Antoine BOUSCATEL

L’Agence des Musiques des Territoires d’Auvergne (AMTA) et les éditions Italiques (Décombat) viennent de faire paraître un roman consacré à une icône de la cabrette d’Auvergne : Antoine Bouscatel.

Antoine Bouscatel "le roi des cabretaïres", dans les années 1910

Antoine Bouscatel “le roi des cabretaïres”, dans les années 1910

En 450 pages André Ricros,  en collaboration avec Eric Montbel, raconte l’incroyable histoire  de ce « roi des cabretaïres » issu d’un petit village du Cantal. Cette aventure humaine donne à comprendre l’épopée de ces seigneurs de la nuit qui créèrent les bals musette ainsi que les filiations qu’ils ont perpétrées, où de maîtres à élèves, ils se transmettaient des instruments accompagnés de formules magiques.

 

La face cachée de l’Auvergne à Paris…

 A bien des égards les résultats de ces recherches mettent à mal une vision convenue des auvergnats de Paris, où on découvre un univers de tripots, de la nuit et de ses plaisirs, de la musique et de la danse…

En parcourant la trajectoire d’Antoine Bouscatel on pénètre dans une filiation musicale, où, dans le cadre des relations maître-élève qui pouvaient perdurer des décennies, ils se transmettaient des instruments associés à des formules magiques renforçant le mythe, affirmant la filiation et protégeant leurs instruments.

Par contre, derrière ce genre musical remarquable, qui nous laisse de nombreux enregistrements d’artistes nés durant la deuxième moitié du 19ème siècle, il apparaît, en soulevant la couverture de leur quotidien, que ces mêmes cabretaïres avaient des vies bien plus complexes que celles qu’affichaient les apparences.

 

Les dessous de la troisième république …

Les seigneurs de la nuit.

La belle équipe.

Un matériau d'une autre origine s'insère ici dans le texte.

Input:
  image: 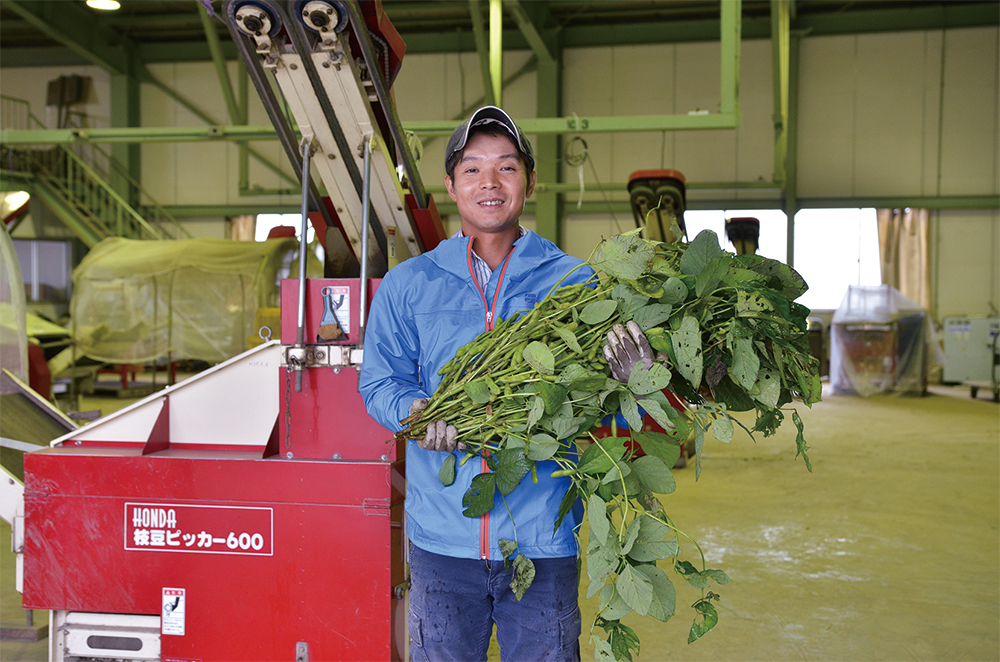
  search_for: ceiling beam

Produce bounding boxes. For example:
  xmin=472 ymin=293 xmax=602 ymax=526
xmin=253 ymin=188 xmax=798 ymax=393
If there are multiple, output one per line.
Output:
xmin=4 ymin=0 xmax=133 ymax=75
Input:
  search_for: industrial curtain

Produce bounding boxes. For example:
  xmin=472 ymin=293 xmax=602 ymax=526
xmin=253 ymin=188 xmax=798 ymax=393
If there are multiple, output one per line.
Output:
xmin=878 ymin=209 xmax=932 ymax=311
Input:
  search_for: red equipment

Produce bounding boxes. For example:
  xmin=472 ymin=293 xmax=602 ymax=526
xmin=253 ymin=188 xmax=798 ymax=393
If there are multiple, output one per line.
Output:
xmin=24 ymin=280 xmax=405 ymax=662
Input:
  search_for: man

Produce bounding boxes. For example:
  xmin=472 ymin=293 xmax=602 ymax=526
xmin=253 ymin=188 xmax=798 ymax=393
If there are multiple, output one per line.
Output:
xmin=360 ymin=106 xmax=593 ymax=662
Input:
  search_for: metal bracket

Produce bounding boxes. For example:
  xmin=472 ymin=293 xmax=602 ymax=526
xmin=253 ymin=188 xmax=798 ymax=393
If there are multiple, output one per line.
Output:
xmin=281 ymin=345 xmax=365 ymax=371
xmin=10 ymin=515 xmax=24 ymax=554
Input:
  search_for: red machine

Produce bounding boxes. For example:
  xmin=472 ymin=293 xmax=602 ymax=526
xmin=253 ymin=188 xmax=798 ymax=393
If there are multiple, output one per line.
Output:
xmin=11 ymin=0 xmax=444 ymax=662
xmin=23 ymin=280 xmax=405 ymax=662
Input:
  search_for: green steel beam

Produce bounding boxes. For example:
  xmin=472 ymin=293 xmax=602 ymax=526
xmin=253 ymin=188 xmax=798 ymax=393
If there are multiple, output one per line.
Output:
xmin=108 ymin=74 xmax=142 ymax=203
xmin=143 ymin=67 xmax=298 ymax=184
xmin=463 ymin=0 xmax=496 ymax=106
xmin=198 ymin=3 xmax=241 ymax=124
xmin=403 ymin=113 xmax=738 ymax=136
xmin=136 ymin=40 xmax=240 ymax=64
xmin=536 ymin=31 xmax=563 ymax=245
xmin=0 ymin=125 xmax=277 ymax=145
xmin=490 ymin=0 xmax=503 ymax=106
xmin=771 ymin=0 xmax=791 ymax=187
xmin=156 ymin=202 xmax=302 ymax=218
xmin=160 ymin=193 xmax=1000 ymax=224
xmin=503 ymin=0 xmax=555 ymax=67
xmin=719 ymin=0 xmax=743 ymax=116
xmin=4 ymin=0 xmax=131 ymax=75
xmin=798 ymin=195 xmax=1000 ymax=210
xmin=792 ymin=2 xmax=1000 ymax=36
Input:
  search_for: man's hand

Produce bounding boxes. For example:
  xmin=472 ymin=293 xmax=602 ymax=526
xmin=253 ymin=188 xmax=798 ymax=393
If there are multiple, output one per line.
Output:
xmin=410 ymin=398 xmax=465 ymax=453
xmin=604 ymin=320 xmax=659 ymax=384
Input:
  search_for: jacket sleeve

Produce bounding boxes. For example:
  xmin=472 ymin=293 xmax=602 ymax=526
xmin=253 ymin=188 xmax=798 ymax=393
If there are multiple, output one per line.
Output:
xmin=358 ymin=275 xmax=430 ymax=432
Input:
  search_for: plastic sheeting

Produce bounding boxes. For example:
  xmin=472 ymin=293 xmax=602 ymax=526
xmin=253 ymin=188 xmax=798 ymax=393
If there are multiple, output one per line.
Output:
xmin=70 ymin=237 xmax=298 ymax=363
xmin=830 ymin=285 xmax=943 ymax=397
xmin=0 ymin=223 xmax=28 ymax=382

Parmi les anciens cabretaïres, les jeunes Marcel Bernard au centre devant son père, et Victor Allard derrière le comptoir. On peut également distinguer Barrier, et Feneyroux père et fils, à droite du pilier.

Vivre la nuit dans le quartier de la Bastille fit que nos stars des bals à la musette, vedettes de l’époque, ayant des publics attachés à leur personne tels les grands guitaristes du rock’n roll des années 60, furent vite absorbés par ce que la nuit leur offrait.

Le commerce du sexe cohabitant aux portes de leurs bals, où les filles venaient se désaltérer et danser quelques valses entre deux passes, firent qu’elles remarquèrent très vite la nature, le rayonnement et la force économique de nos rois de la cabrette qui gagnaient en une soirée l’équivalent d’un mois de salaire moyen.

Donc d’évènement en rapprochement quotidiens ils devinrent, comme nous le dit René Saget qui connut deux de ces personnages, « proxénètes par obligation » !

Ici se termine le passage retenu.